Steve Loken was standing on a hill looking down over the Kootenai River in the 1970s when he had an epiphany. A new Libby Dam had risen to block the river, and Loken watched as Lake Koocanusa grew deeper, wider and longer.
“Everything in the reservoir was clear-cut up to the high-water mark,” said Loken. “I’ve never seen that much ecological destruction in my life. I saw this little silver-thread-of-a-river slowly disappear below and I knew we had to do things a different way.”
Loken made good on his word.
The son of Norwegian parents went on to help launch the green building movement, one that has taught a new generation that bigger isn’t always better. Talk of reducing consumption isn’t reserved for environmental circles anymore, as businesses have grown out of repurposing old products.
Always looking for a new idea, Loken mingled with supporters at a Missoula brewery this week, where he received an “Energy Efficiency Champion” award from Montana Sierra Club. While the award serves as a token of personal pride for Loken, knowing that his message has been received is as the real reward.
As David Merrill, the senior organizing representative for the Sierra Club, put it, no one in Missoula has done more to reduce greenhouse gas emissions over a lifetime than Loken.
“The one thing I knew how to do was work on housing,” Loken said. “I tried to focus on existing housing and ways to make them use less energy and materials. I also started a nonprofit center for resourceful building techniques that would allow us to use more waste material in construction.”
That was also back in the 1970s, when Loken built his first demonstration home. The movement gained momentum and its share of attention, growing like today’s tiny-house movement has taken to cable television to reach a new generation of builders and home buyers.
Loken went about effecting change the old-fashioned way, and he did so before the advent of the home computer. He served as the keynote speaker in Seattle in 1991, addressing 700 inspiring green builders in a talk aimed at doing more with less. When Parade Magazine came calling in 1994, his audience grew to 134 million.
“It started a whole movement and taking a look at material consumption and construction waste,” Loken said. “Construction materials are one of the largest drivers of economic development, but the byproduct is how much is wasted. The number one thing by volume at landfills is construction and demolition waste.”
Two of Loken’s early students, Matt Hisel and Lauren Varney, went on to found Home ReSource in Missoula in 2003. It was yet another effort to reduce waste and give used products a second life. The organization has since evolved into a viable business, one that increasingly relies upon deconstruction to stock its shelves and lumber yard.
The possibilities may only be limited by one’s imagination, Loken believes. He notes how coal ash can now be used to make stronger concrete, and how plastic and wood chips are manufactured into durable outdoor decking.
“There’s a litany of materials that can be used in construction to allow us to use those materials instead of consuming virgin resources,” Loken said. “We were on the very beginning of that whole movement. We got some large grants from McDonald’s, Home Depot and environmental groups, to focus on ways of using resources more efficiently and using waste materials from landfills and manufacturing.”

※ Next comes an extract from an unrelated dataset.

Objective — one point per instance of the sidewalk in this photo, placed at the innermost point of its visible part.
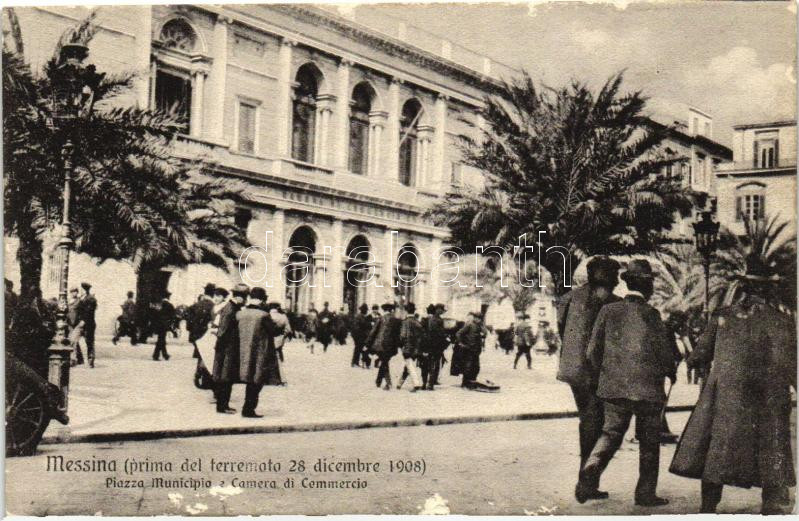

Loken traces his own deconstruction skills back to his childhood. Growing up in Minnesota, his family worked ahead of the growing U.S. interstate system, taking down old farm houses and barns to use back at their place.
At his home in the Rattlesnake Neighborhood of Missoula, he now lives with four other roommates, saying nobody needs more than a few hundred square feet to live happily. He’s also made improvements to his vintage home, upping the insulation and extending the eaves to improve efficiency, among other things.

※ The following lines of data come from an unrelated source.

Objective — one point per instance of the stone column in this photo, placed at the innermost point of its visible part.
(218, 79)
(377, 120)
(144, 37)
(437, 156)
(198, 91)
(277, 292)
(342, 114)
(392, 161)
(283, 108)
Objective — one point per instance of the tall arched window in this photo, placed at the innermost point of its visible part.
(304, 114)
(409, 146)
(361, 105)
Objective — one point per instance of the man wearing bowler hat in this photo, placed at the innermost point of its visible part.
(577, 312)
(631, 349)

His yard requires no water.
“My inspiration comes from going to developing countries and seeing how they have to live within their limits,” said Loken. “We continue to plunder resources from the rest of the world like there’s no tomorrow. Watching how elegantly people in developing countries build their shelters and live within their means is so inspiring to me.”
As for Merrill, he often wonders how future generations will look back on America at the dawn of the 21st century, and what the nation did to combat climate change. While some outliers pan climate change as little more than a political wedge, Merrill believes Loken has helped move the dial.
“Everybody knows what a green building is now, and in this part of the country, a lot of that has to do with the pioneering efforts of Steve Loken,” Merrill said. “He was involved in green building at a time when people through it was the color of the house, long before it became the mass trend that it is today.”